April 21: Econ 101b: Why Is Asia Gambling on Bretton Woods II?
April 21: Why Is Asia Gambling on Bretton Woods II?
Notes: Slides: http://delong.typepad.com/delongslides/2008/04/econ-101b-april.html; Lecture Audio: http://www.j-bradford-delong.net/2008_mov/20080421_091146.mp3
Readings:
- Barry Eichengreen,"China's Exchange Rate Regime: The Long and Short of It" http://www.econ.berkeley.edu/~eichengr/research/short.pdf
- C. Fred Bergsten, "The Dollar and the Renminbi" http://www.iie.com/publications/papers/paper.cfm?ResearchID=747
- Institute for International Economics, "China: The Balance Sheet" http://www.petersoninstitute.org/publications/chapters_preview/04648/01pa04648.pdf
I am going to nominate Robert Kuttner for the Donald Luskin memorial prize in economic science (leaving out the denominator division).
Kuttner dares question the isights of Larry Katz (and Larry Summers too). He makes a fool of himself and I mean a Luskin like fool.
I quote Ezra Klein quoting Robert Kuttner emphasis mine
http://www.prospect.org/csnc/blogs/ezraklein_archive?month=04&year=2008&base_name=bad_titles_good_articles#105935
"Many economists once thought that widening income inequality was caused in part by the shift to a service economy. Factory jobs, the argument went, tended to pay above *the median wage* because each job added a lot of value. The more productive and capital-intensive the machinery became over time, the more value each job added. So by the mid-20th century, industrial workers could command middle-class wages and good fringe benefits. By contrast, human-service jobs were hands-on and labor intensive. A nursing-home worker or a pre-k teacher was low-tech. So the pay was low, too.
We now know that this picture was highly misleading. How do we know? Just look at the global economy. Autoworkers in Mexico use the same production technology as workers in Michigan, but their pay is about $2 an hour. In China, autoworkers may earn 50 cents a day."

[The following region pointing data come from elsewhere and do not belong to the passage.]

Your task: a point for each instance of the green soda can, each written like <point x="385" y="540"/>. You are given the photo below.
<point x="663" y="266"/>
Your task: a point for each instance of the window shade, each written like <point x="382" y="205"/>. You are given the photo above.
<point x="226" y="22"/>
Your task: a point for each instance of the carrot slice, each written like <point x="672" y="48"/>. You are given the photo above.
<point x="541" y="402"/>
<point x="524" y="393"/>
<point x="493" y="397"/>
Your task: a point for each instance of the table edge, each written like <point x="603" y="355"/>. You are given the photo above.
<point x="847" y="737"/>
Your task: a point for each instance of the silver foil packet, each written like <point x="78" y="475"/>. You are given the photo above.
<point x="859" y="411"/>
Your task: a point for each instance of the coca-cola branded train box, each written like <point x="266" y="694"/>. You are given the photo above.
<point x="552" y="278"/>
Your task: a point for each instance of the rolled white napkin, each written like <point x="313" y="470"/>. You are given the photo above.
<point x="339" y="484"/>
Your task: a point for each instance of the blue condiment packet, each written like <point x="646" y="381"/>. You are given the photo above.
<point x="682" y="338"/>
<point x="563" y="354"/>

Kuttner quotes a hypothesis about the ratio of wages to the median wage, then claims he can refute it by dividing wages by the exchange rate. His calculation leaves out the median dollar wage of all workers in Mexico and in China. I put the comment here, because many people have noticed that the renmibi might be a bit undervalued (I was determined to make it somewhere on this blog).
Kuttner's analysis of relative wages by sector in Mexico and China is at the same level as Luskin's calculation of the real exchange rate. Luskin neglected to multiply by the foreign price level, Kuttner neglects to divide by the national median wage.
However, Kuttner manages an additional bit of idiocy. He pretends, indeed asserts, that there was not a global economy in the mid 80's. His claim about the history of thought absolutely requires the assumption that there were no manufacturing workers in the PRC or in Mexico when the Larry's made their arguments.
Does he really think he is going to get away with either howler ? Does he want to make sure that no economist ever takes him seriously ? I think so, epatez les economists seems to be his motto.